The paper examined the availability of methadone and buprenorphine, which are themselves opioids, in Canada and the United States. Methadone and buprenorphine are used as substitutes for addictive opioids to reduce cravings and eliminate withdrawal symptoms, without getting patients high.
There are between 75,000 and 125,000 injection drug users in Canada, with most of them using opioids such as heroin, as well as roughly 200,000 people addicted to prescription opioids, such as oxycodone.
Of those, between 30 to 40 per cent are using substitution therapy, said Nosyk. In the United States, where an estimated 2.3 million people are hooked on opioids, treatment levels are less then 10 per cent.
The paper identifies several barriers to methadone and buprenorphine treatment across Canada, including waiting lists of up to a year in places such as Saskatchewan and Montreal, financial costs such as insurance co-payments, and the stigma of having to access the therapies at community drug clinics or pharmacies.
The researchers make a number of recommendations, including changing the way patients pay for methadone and buprenorphine.
Nosyk said the therapies are typically handled by provincial health-care systems and insurers in the same way as any other prescription drug, with patients responsible for deductibles or co-payments unless they qualify for low-income drug coverage.
He said policy-makers could learn from B.C.'s approach to HIV/AIDS treatment.
The province provides treatment free of charge to every patient with HIV or AIDS, based on research that has shown widespread treatment is the best form of prevention. The result has been a consistent decline in new HIV cases in B.C. -- something that hasn't happened in any other province.
Nosyk said a similar approach would improve opioid addiction treatment, which, in turn, would save the health-care system money, as well as reduce crime associated with drug addiction.
"People are dying of overdoses, and we know if we get them on treatment, there are going to be benefits in other areas of society," said Nosyk.
"We have reason to believe that offering treatment saves the economy money."
The paper also calls for provinces to expand treatment into doctors' offices.
In Canada, methadone and buprenorphine are primarily administered at community-based pharmacies, where patients must take their therapy under the watch of a pharmacist.
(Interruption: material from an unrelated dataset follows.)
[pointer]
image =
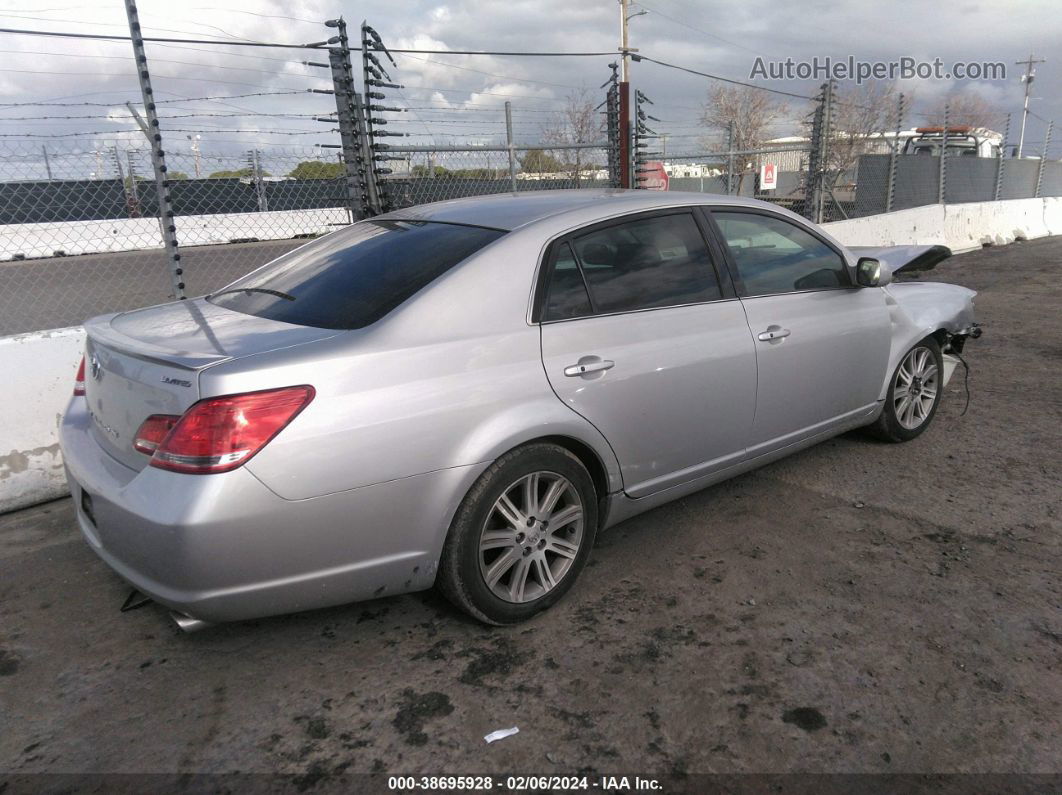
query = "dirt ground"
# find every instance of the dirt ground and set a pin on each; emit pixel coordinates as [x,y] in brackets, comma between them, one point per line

Patients who are stable and who are considered a low risk for abuse are allowed to take the medication home.
Doctors who have obtained special certification can administer the treatment in their offices, but Nosyk said very few doctors outside of Vancouver and Toronto have such certification.
"On the whole, we're doing much better (than in the United States), but getting physicians to get their exemptions to prescribe methadone and buprenorphine, particularly in rural regions, hasn't been easy," said Nosyk.
"There are regions across Canada where treatment is limited and not a lot of physicians have taken the opportunity to get their exemptions. It's easy to get," he added, noting the certification can be obtained through a weekend-long course.
One way to increase treatment in doctors' offices would be to include drug-addiction therapy in medical school curricula, said Nosyk.